MLPs on average were slightly above flat this week (+0.4%), while the S&P 500 was up 2.0%. It was the second straight week that the S&P 500 beat the MLP Index by more than 1.5%. The S&P 500 is within just 1.3% of its recent all-time high from early August. The MLP Index is 7.5% away from its less-recent all-time high achieved on 5/22.
Positive domestic economic data and positive China figures (industrial production, retail sales, fixed asset investment and exports) helped push the broader stock market higher this week. Recent S&P 500 gains have been much stronger for non-dividend paying stocks than for those that pay dividends, and we’re seeing similar weak trading from MLPs and other securities with significant yields. That’s all part of the market prepping for tapering of the Fed’s bond-buying program expected to come out of next week’s Federal Open Market Committee meeting. Not sure when MLPs start consistently outperforming again, but if equity offerings continue at this week’s rate, it may be a while.
There were 6 MLP equity deals this week, but the total was less than $1bn, or in other words, less than one or two WPZ or EPD equity offerings, so don’t think that had much impact on the overall MLP under-performance. 10-year US Treasury rates weren’t the driver this week, but oil prices may have contributed to MLP under-performance. Russia’s involvement in the Syria situation seems to have made conflict less likely, which contributed to this week’s oil price dip. Natural gas prices were a bright spot, otherwise no big commodity price moves.

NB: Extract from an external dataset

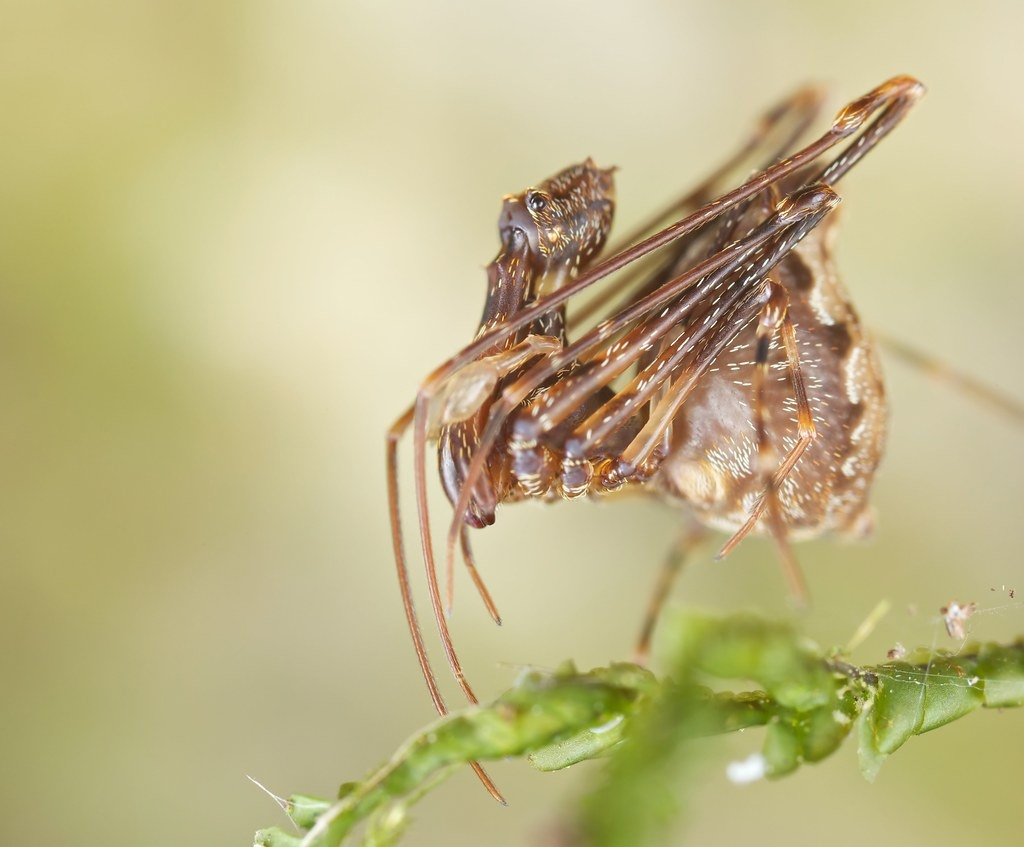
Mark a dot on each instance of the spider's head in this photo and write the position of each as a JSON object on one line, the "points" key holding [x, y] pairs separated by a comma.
{"points": [[566, 218]]}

Below is a breakdown of the last 10 MLP follow-on equity offerings, including the 5 this week. Discounts for the last 10 deals have matched the YTD average of 3.77%, slightly wider than in 2012 and 2011. Also the first day after pricing performance of the last 10 deals of 0.3% is much better than the overall YTD average of -0.6%, much of that due to GEL’s post-deal rally of 6.3%. Click to enlarge the chart below.
Winners & Losers
Wild week on the margins, with LINE up 16.2% and NS down 7.5% (and NSH down 14.3%). EROC also caught a bid on a less negative research note and probably caught some of positive vibes from the LINE pop. NRGM/CMLP and EEQ were down on equity deals. OXF appears to have been down just out of habit. Also, not on this list, but leading the variable distribution crowd lower was ALDW (-9.0%), which is down more than 30% year-to-date.
Also notable this week was the Kinder complex of securities, which were the subject of a report issued to subscribers of Hedgeye’s research service. KMI was down just 0.4% for the week, but from its close on Tuesday afternoon, it traded down 5.3% through Friday. I haven’t read the report, because I am not a subscriber, so can’t comment. [update: I now have the report, but still won’t be commenting, because I’m a research analyst and I don’t cover KMI or KMP, so there are certain compliance restrictions that I will be starting to pay more attention to in the future…]. We may see some interesting trading in KMI in the coming week because its September options expire Friday.
Year to date losers part of the chart below was jumbled this week, with LINE leapfrogging over EROC and SXE and nearly out of the bottom 5 altogether. EVEP didn’t get much love from the LINE-related upstream rally. On the positive side, AMID slipped a few spots, but not much of a chance week over week.